Monday, August 31, 2009

A VODOU CEREMONY Pt. 1

While Alan Lomax was in Haiti he kept a very detailed journal of his travels, recordings, findings and feelings.  The journal will be transcribed as its own book in the upcoming boxset ALAN LOMAX IN HAITI, due out in November on Harte Recordings.  It was transcribed by his niece, Ellen Harold.  For the first time ever, the public will be able to read his journal. The following is the first part of his description of a vodou ceremony...

A Vodou Ceremony Pt. 1
Possession by the Loi

The Mombo and her assistant were in no hurry about lighting the candles on the altar from the oil lamp that is kept burning always on the floor of the assembly room. The doors were kept shut, or partially so, during the lighting of the candles, in one of which four young women who are being prepared for baptism participated.
At last, however, the Mombo began to dance. She whirled slowly about the rooms a few times, swaying and bowing, her feet as precise as a première ballerina. She made libation before each drum. Presently, after she had danced for ten minutes, and she is by far the most graceful and charming dancer I had so far seen, the others began. Each one in turn kissed the ground before the drums, the others singing, the drums beating the Jean Valou rhythm, and then bowed and kissed the ground before the Mombo's feet. 
There was the usual stately and warm handshaking, curtseying, twirling, and embrasse-ing. A few of us went into the chapel room on the left side and kissed the ground before the three candles before the altar, touching first our hearts and then the earth with our index fingers. A kiss before another candle on the ground at the right wall, and before a square basin of water at the rear (this is Damballa).
Back in the main room again the drums were beginning to pull the loi into the hearts of the worshippers. A tall young woman in white with a red head rag and a loose and silly face was Simbi. A possessed person (generally) begins by staggering about the room on one leg, almost but never quite falling into the arms of the spectators. The motion is that of a person walking along the iron of a railroad track. Then a violent and frenzied dance begins....(to be continued)

Wednesday, August 5, 2009

Tracking Through Haiti: The 1937 Lomax Recordings in a New Millennium

The following post is from Matthew Barton, the Curator of Recorded Sound at the Library Of Congress at the National Audio Visual Center in Virginia.  Here he discusses the discs used by Alan and Elizabeth Lomax to record the sounds and music they experienced on their Haitian journey....

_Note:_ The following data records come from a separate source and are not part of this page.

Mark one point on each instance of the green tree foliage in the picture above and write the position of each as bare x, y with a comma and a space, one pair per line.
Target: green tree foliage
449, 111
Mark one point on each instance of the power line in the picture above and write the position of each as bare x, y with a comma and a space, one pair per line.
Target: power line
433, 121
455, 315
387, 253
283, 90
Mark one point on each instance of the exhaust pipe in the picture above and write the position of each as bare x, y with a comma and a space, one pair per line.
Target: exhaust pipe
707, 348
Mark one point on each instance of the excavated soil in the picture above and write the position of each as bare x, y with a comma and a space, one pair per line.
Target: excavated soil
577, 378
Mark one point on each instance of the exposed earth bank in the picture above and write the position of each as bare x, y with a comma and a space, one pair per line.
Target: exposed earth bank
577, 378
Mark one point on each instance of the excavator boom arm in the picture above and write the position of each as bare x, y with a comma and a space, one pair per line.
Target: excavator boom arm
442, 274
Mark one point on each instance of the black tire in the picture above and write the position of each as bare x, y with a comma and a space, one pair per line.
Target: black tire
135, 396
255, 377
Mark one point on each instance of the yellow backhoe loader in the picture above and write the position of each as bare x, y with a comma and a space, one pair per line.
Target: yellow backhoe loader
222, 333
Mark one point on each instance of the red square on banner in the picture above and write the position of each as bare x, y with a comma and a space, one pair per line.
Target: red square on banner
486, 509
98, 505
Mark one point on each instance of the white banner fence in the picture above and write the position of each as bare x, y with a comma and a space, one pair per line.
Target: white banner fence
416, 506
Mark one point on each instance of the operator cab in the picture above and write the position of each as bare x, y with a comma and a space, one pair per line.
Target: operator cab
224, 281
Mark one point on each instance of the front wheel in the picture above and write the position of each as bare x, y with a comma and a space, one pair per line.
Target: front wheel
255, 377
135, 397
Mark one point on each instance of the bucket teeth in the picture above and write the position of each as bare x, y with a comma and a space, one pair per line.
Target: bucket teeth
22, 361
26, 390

One interesting aspect of the experience was that since the discs were copied in the order they were recorded, the whole field trip was relived, in a sense.

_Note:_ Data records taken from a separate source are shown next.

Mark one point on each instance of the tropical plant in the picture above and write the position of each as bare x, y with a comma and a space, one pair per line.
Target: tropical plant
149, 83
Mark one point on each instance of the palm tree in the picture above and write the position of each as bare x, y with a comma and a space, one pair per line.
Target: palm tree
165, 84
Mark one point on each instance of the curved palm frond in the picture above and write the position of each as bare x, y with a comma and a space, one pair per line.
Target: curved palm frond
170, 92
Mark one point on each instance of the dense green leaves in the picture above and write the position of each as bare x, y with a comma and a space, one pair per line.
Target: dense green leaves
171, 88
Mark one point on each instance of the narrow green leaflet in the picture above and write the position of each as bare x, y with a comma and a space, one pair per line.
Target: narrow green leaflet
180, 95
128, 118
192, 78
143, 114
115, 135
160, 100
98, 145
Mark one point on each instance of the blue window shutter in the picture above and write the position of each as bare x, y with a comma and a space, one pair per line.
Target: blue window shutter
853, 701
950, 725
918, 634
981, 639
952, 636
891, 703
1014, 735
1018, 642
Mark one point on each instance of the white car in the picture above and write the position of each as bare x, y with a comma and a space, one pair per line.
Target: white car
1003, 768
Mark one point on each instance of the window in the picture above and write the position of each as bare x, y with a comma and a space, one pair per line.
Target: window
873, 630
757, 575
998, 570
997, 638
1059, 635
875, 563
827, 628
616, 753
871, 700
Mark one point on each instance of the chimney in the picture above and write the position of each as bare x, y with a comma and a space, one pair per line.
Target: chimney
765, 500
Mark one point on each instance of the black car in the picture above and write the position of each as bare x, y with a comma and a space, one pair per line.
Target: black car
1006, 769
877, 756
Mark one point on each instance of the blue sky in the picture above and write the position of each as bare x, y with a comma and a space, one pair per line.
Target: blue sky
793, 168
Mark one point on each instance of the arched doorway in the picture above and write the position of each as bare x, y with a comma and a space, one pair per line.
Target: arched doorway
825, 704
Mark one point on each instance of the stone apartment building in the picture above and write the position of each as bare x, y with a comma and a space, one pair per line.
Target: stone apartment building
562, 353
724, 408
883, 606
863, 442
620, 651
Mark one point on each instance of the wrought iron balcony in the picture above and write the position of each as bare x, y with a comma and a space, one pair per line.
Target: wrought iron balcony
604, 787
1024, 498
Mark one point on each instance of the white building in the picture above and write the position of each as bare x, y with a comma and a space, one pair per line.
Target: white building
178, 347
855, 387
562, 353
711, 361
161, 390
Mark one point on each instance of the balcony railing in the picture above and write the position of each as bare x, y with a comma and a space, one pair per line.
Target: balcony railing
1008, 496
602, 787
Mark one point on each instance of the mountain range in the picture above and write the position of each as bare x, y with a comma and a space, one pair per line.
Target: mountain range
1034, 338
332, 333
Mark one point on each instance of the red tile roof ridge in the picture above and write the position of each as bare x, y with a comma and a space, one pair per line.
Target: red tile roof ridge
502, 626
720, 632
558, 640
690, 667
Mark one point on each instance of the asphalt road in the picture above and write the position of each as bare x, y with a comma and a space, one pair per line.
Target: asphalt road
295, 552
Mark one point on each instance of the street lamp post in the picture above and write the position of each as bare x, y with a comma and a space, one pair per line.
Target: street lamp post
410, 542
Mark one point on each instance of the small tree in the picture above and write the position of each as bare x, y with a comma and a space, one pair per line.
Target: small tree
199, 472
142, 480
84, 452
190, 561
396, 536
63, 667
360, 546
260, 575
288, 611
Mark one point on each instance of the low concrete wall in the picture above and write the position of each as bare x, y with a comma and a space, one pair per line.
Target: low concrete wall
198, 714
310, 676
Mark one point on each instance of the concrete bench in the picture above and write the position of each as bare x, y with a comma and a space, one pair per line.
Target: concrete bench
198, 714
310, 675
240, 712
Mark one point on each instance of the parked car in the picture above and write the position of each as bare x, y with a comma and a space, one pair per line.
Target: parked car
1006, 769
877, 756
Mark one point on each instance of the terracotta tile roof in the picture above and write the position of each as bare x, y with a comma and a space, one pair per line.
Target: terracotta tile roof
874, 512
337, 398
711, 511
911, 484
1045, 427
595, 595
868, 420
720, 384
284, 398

In one of the first recordings from this field trip, Alan Lomax can be heard expressing his doubts about his recording apparatus during a microphone test conducted somewhere in Port au Prince, Haiti. I heard his remarks on the first of some 300 aluminum discs that Library of Congress sound engineer Brad McCoy transferred digitally while I took notes from the other side of the turntable for nearly a month several years ago. The aluminum disc system employed for these Haitian recordings was indeed cumbersome and difficult, and this would be the last major field trip on which Alan employed it, switching soon thereafter to the new portable acetate disc cutters that made quieter and more sensitive recordings.   

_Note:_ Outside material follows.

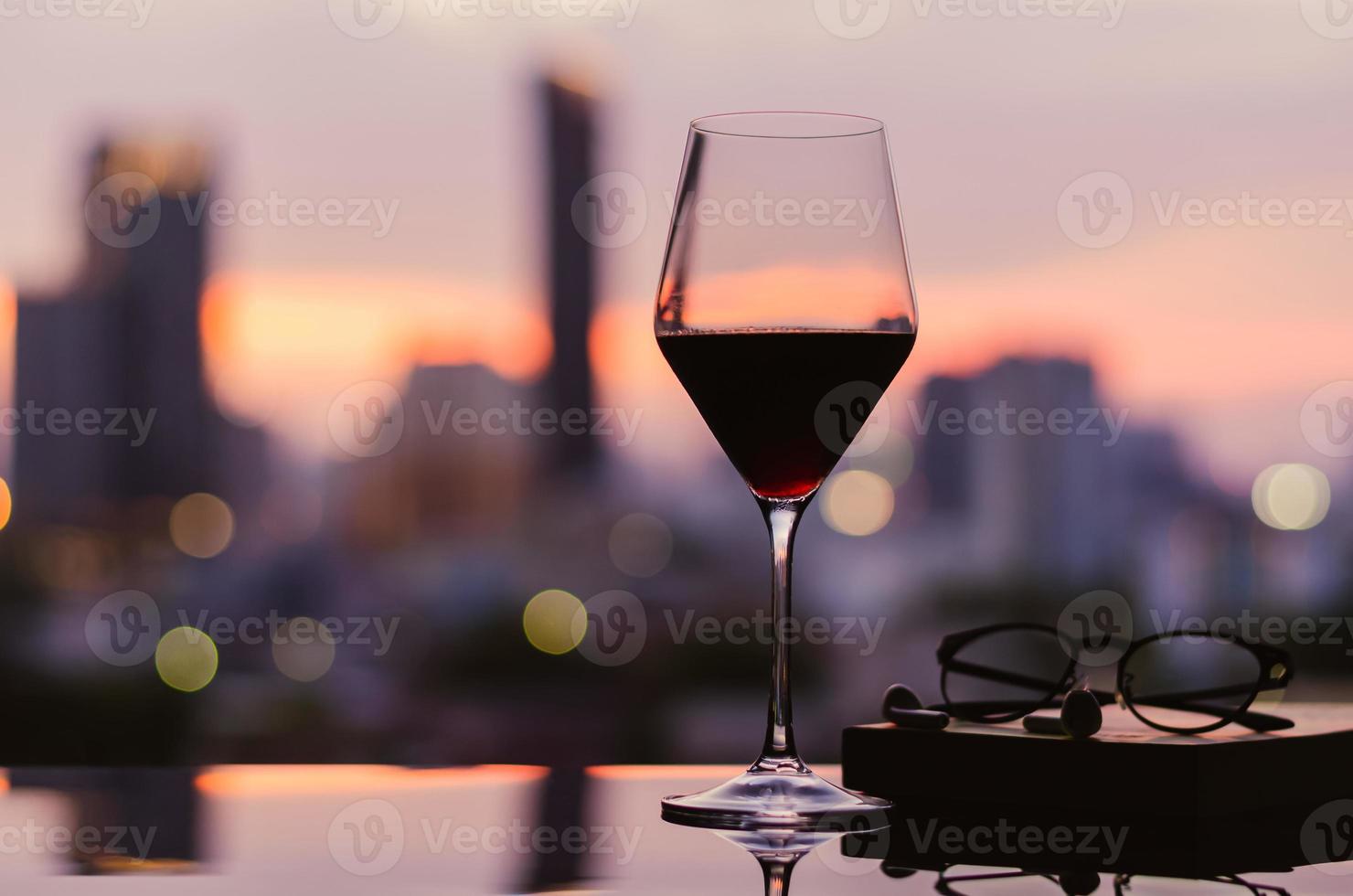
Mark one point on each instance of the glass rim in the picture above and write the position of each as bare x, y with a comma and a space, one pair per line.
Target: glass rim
788, 124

Clumsy as the old system was, Alan and Elizabeth Lomax had nevertheless made it work in an astounding array of unusual recording situations in the days from Christmas, 1936 through Easter, 1937 in Haiti.  From lone singers to full dance orchestras; from the more polite steps of Port au Prince society to the high-energy rhythms of Mardi Gras drummers; from church services to voodoo ceremonies, they pushed the equipment to the limit. The twelve-inch aluminum discs they used for most of these recordings could only hold about five minutes of sound comfortably, but often, they simply had to hold more. On many discs, Brad and I saw that they had allowed the recording head to keep tracking to within barely an inch of the hole in the center of the disc. This reduced the fidelity and created untold technical headaches more than sixty years after the recordings were made, but in this way, a few seconds, perhaps even a full minute more of priceless documentary recording was accomplished

For more than seventy years, these recordings have lain in obscurity. I doubt if even a single scholar has listened to them all. They are not the only field recordings to have languished for decades, but I wonder if any field recording trip of this scope and importance ever sat on the shelf for so long. The recordings had little or no direct effect in their day, but they at least set a precedent and may have helped facilitate other important fieldwork undertaken for the Library of Congress over the next several years, including Melville and Francis Herskovits’s Brazilian recordings and Henrietta Yurchenco’s Mexican recordings. Now at last, they can reach Haiti and the rest of the world, and I’m very glad to no longer be one of the only people to have heard these precious discs.  

**The image in this post is of a disc sleeve of one of Alan's recordings including his notes.